Com todas essas amarras legais, em um país com a cultura e a tradição dos ingleses, estamos no ponto em que toda a biografia de uma mulher passa a ser julgada de acordo com o quanto ela aceita que todos os registros linguísticos da palavra mulher sejam eliminados do vocabulário. Se não aceita, é condenada por transfobia no Supremo Tribunal da Internet. Aqui falamos de algo que realmente ocorreu com a autora de Harry Potter, avaliem em países com menos regras, mais malandros e lacradores mais animados. Por aqui, J. K. Rowling não tem mais nem obra, tem um "feminismo limitado".

O mais curioso dessa militância focada unicamente no controle da linguagem é que veste a carapuça com gosto e passa a usar o termo que antes só cabia na boca de misóginos ou machistas radicais: feminazi. É a tradução que muitos ainda dão ao acrônimo inglês TERF, Feministas Radicais Trans-Excludentes, um apelido que equivale a feminazi. Grupos feministas brasileiros já chamaram de feminazi quem não defende cegamente todo e qualquer capricho da militância trans, mas a realidade já provoca a revisão de conceitos.

Carol Correia, militante feminista conhecida na blogosfera brasileira, já aponta abertamente a distorção: "feministas radicais não apoiam a desumanização contra transexuais, do mesmo modo que nós não nos importamos com o que você e terceiros gostem ou o com o que vestem. Discordar teoricamente de alguém não é uma violência. O que nos ofende, contudo, é quando querem nossa aprovação, energia e o nosso apoio para com um lobby que tenta nos enfiar o falo goela abaixo dentro de em um espaço que demoramos anos para conquistar por causa da nossa vagina".

Algo considerado impensável até alguns anos atrás tem ocorrido devido ao radicalismo do movimento trans com as mulheres: a aproximação entre feministas e conservadores.
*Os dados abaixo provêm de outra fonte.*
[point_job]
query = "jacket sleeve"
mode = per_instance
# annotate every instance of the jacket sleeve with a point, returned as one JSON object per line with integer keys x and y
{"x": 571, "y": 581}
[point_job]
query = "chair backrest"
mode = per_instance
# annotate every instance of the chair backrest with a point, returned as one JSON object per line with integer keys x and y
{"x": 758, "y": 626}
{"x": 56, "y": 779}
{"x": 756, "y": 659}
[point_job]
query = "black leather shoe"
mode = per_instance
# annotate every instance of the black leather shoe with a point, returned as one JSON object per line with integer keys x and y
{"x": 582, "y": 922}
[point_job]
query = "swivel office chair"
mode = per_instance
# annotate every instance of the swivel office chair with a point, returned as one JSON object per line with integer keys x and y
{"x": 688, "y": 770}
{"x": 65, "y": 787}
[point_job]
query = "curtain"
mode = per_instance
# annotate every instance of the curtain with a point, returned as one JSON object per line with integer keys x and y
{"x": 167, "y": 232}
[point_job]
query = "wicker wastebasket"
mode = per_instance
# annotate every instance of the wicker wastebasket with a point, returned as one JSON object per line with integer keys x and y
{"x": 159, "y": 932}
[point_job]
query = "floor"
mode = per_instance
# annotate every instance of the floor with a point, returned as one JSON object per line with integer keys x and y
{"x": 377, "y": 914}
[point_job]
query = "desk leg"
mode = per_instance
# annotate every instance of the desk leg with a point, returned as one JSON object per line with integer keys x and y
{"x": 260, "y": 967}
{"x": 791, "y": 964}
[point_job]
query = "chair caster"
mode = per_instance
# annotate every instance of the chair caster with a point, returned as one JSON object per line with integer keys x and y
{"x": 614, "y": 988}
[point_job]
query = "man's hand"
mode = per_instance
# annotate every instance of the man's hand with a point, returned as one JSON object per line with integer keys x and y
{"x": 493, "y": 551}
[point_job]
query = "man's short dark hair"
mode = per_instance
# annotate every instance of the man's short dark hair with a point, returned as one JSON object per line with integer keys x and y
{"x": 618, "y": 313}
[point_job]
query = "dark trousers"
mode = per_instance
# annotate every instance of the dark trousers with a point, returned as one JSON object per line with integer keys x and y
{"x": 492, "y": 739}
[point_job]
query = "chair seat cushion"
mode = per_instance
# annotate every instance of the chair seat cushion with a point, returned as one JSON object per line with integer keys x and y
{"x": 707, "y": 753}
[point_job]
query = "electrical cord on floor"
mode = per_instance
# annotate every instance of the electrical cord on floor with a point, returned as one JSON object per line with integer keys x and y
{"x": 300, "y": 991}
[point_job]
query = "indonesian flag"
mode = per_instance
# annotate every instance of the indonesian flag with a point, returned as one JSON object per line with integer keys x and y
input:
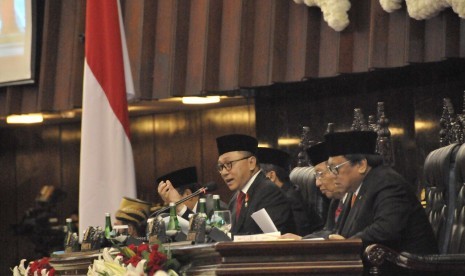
{"x": 107, "y": 164}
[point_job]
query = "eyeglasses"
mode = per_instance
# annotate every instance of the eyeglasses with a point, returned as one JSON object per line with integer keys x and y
{"x": 228, "y": 165}
{"x": 335, "y": 169}
{"x": 319, "y": 175}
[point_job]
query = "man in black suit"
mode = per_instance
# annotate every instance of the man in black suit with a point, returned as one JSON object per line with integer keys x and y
{"x": 275, "y": 165}
{"x": 240, "y": 171}
{"x": 325, "y": 181}
{"x": 179, "y": 184}
{"x": 384, "y": 208}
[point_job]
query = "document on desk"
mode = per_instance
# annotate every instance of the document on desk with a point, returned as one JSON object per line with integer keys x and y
{"x": 264, "y": 221}
{"x": 258, "y": 237}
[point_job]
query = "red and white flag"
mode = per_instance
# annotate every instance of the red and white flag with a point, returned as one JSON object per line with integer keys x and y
{"x": 107, "y": 162}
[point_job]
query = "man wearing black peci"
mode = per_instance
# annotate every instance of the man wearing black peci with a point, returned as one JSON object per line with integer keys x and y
{"x": 325, "y": 181}
{"x": 179, "y": 184}
{"x": 384, "y": 208}
{"x": 240, "y": 171}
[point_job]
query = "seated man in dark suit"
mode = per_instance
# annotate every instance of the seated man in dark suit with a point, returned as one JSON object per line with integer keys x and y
{"x": 325, "y": 181}
{"x": 385, "y": 210}
{"x": 275, "y": 164}
{"x": 240, "y": 171}
{"x": 178, "y": 184}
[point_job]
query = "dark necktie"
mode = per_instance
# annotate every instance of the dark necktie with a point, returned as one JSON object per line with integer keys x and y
{"x": 239, "y": 201}
{"x": 354, "y": 198}
{"x": 338, "y": 210}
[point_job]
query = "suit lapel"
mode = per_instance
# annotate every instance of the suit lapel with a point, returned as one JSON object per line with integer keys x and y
{"x": 232, "y": 208}
{"x": 343, "y": 217}
{"x": 348, "y": 229}
{"x": 249, "y": 200}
Quais seriam as pautas em comum? Considerar o sexo biológico, luta contra operações de mudança de sexo em crianças, a necessidade de proteger mulheres e crianças nos casos de violência doméstica e o posicionamento sobre pornografia.
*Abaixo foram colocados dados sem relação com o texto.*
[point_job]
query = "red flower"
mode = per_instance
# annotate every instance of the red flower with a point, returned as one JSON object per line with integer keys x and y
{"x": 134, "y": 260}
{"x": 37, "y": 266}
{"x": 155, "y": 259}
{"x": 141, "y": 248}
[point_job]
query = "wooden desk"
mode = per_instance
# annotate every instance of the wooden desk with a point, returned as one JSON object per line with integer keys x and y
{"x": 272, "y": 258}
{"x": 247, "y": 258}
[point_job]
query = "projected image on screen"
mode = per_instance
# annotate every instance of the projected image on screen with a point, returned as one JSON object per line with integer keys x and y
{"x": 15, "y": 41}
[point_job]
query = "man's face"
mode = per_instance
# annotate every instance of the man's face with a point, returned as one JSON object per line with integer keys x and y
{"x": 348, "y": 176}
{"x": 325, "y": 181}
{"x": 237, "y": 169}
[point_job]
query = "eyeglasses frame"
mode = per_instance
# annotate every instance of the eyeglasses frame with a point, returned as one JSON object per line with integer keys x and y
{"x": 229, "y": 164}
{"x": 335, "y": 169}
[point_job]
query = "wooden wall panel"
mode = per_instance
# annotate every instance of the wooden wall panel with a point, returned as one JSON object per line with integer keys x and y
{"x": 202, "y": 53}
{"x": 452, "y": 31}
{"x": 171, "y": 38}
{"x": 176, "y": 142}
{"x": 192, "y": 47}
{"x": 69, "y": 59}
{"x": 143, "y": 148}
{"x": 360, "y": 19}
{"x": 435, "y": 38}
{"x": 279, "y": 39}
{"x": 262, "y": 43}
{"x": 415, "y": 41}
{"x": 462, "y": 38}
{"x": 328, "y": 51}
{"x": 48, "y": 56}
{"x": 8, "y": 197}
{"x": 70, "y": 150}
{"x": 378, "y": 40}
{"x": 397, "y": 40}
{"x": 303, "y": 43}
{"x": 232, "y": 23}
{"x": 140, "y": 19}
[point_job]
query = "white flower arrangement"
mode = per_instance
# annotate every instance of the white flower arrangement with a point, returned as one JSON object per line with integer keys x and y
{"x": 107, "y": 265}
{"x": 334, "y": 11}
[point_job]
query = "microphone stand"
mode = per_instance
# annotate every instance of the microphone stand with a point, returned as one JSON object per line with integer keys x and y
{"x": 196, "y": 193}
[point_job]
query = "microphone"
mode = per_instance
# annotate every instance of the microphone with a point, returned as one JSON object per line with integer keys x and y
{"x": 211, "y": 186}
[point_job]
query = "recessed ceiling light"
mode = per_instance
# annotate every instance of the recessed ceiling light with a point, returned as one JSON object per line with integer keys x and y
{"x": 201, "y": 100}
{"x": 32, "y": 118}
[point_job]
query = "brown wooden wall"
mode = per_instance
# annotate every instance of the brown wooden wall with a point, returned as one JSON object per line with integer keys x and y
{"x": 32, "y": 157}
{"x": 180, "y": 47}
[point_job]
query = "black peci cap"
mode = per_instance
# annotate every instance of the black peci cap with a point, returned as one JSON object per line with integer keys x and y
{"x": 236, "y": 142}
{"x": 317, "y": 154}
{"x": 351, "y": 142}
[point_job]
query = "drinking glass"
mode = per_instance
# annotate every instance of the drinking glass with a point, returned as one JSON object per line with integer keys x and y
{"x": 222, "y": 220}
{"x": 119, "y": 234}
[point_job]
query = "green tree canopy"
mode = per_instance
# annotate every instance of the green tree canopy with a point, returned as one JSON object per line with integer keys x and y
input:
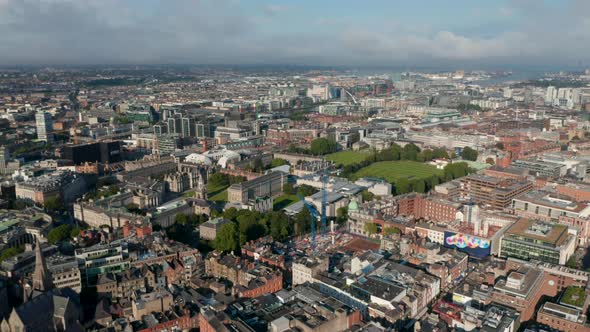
{"x": 59, "y": 233}
{"x": 227, "y": 238}
{"x": 367, "y": 196}
{"x": 410, "y": 152}
{"x": 402, "y": 186}
{"x": 306, "y": 190}
{"x": 11, "y": 252}
{"x": 181, "y": 219}
{"x": 469, "y": 154}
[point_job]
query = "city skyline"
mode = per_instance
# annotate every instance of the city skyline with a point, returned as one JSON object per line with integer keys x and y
{"x": 329, "y": 33}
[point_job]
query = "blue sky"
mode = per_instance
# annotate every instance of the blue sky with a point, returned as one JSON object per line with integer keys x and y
{"x": 312, "y": 32}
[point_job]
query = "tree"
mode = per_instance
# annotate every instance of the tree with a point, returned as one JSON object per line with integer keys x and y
{"x": 426, "y": 155}
{"x": 371, "y": 228}
{"x": 249, "y": 226}
{"x": 181, "y": 219}
{"x": 134, "y": 208}
{"x": 402, "y": 186}
{"x": 53, "y": 204}
{"x": 456, "y": 170}
{"x": 227, "y": 238}
{"x": 440, "y": 153}
{"x": 278, "y": 162}
{"x": 219, "y": 180}
{"x": 20, "y": 204}
{"x": 410, "y": 152}
{"x": 469, "y": 154}
{"x": 367, "y": 196}
{"x": 231, "y": 214}
{"x": 11, "y": 252}
{"x": 322, "y": 146}
{"x": 59, "y": 233}
{"x": 388, "y": 231}
{"x": 75, "y": 232}
{"x": 306, "y": 190}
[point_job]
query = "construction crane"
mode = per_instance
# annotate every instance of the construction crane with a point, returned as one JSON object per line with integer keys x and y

O primeiro passo foi dado há algum tempo pelo tradicional Think Tank conservador Heritage Foundation, que chamou as feministas de esquerda para falar sobre as preocupações com as consequências do "Equality Act" defendido pelo Partido Democrata, que equipara trans a mulheres em várias áreas de proteção. Nos últimos 4 anos, feministas que fizeram qualquer questionamento sobre reivindicações trans são taxadas de transfóbicas.
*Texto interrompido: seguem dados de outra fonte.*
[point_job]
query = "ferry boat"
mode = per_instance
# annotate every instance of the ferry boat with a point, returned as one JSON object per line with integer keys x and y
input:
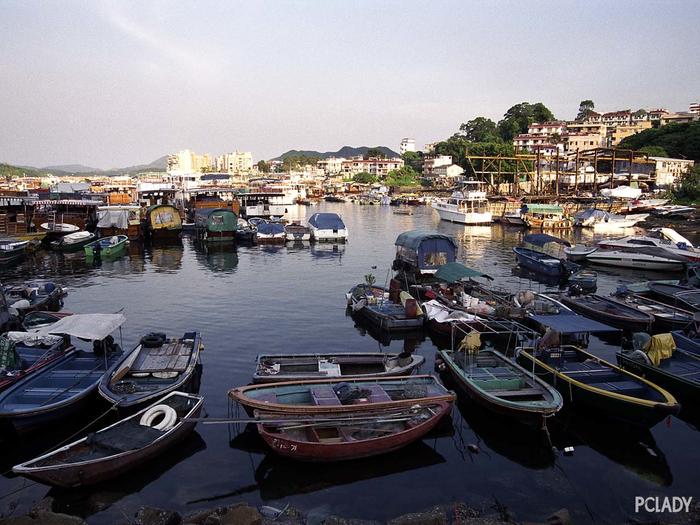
{"x": 465, "y": 207}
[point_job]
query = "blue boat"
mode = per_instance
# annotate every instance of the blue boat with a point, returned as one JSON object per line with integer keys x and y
{"x": 68, "y": 383}
{"x": 541, "y": 262}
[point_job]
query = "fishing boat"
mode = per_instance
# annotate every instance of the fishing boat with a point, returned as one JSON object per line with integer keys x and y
{"x": 118, "y": 448}
{"x": 469, "y": 206}
{"x": 419, "y": 254}
{"x": 500, "y": 385}
{"x": 594, "y": 384}
{"x": 271, "y": 368}
{"x": 666, "y": 317}
{"x": 66, "y": 385}
{"x": 107, "y": 247}
{"x": 643, "y": 259}
{"x": 541, "y": 262}
{"x": 158, "y": 365}
{"x": 328, "y": 227}
{"x": 270, "y": 232}
{"x": 215, "y": 224}
{"x": 11, "y": 251}
{"x": 24, "y": 353}
{"x": 674, "y": 369}
{"x": 348, "y": 436}
{"x": 297, "y": 232}
{"x": 73, "y": 242}
{"x": 341, "y": 396}
{"x": 399, "y": 311}
{"x": 162, "y": 223}
{"x": 677, "y": 295}
{"x": 610, "y": 312}
{"x": 33, "y": 296}
{"x": 546, "y": 217}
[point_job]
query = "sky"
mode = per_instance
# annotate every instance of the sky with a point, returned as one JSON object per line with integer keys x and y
{"x": 112, "y": 84}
Em 2017, um trio trans espancou uma senhora de 60 anos que pretendia participar de um evento "feminista radical" em Londres. Nós, mulheres, conhecemos ladainha e desculpas há muito tempo. Podem inventar a teoria que quiserem, impossível fugir do fato que pessoas nascidas com o sexo masculino se sentem no direito de impor caprichos a pessoas nascidas com o sexo feminino. Em caso de negativa, vale até espancamento. O mundo já mudou tanto que nem os conservadores mais ferrenhos aceitam a imposição de ideias à força que a militância trans tem resgatado.

A defesa inconteste da agenda trans mesmo quando colide com direitos das mulheres está tirando muitas feministas da base de apoio ao Partido Democrata e colocando diretamente no colo dos Republicanos. A pauta que mais une os dois grupos é a licença para fazer cirurgias de mudança de sexo em menores de idade, algo que ambos repudiam. Pela primeira vez desde os anos 1970 o movimento em defesa das mulheres não ganha tanto destaque no Partido Republicano.

Nos últimos 50 anos, no mundo democrático, não se deu espaço público e legitimidade a movimentos que pretendem calar mulheres ou condicionar a dignidade humana das mulheres à aderência inconteste a qualquer tipo de ideologia. Eles existem, mas chegamos até a considerar impensável que fossem levados a sério. Agora, com os movimentos identitários, o desrespeito e os ataques às mulheres voltaram a estar na moda e ter quem os justifique. Hora de chamar os adultos à sala.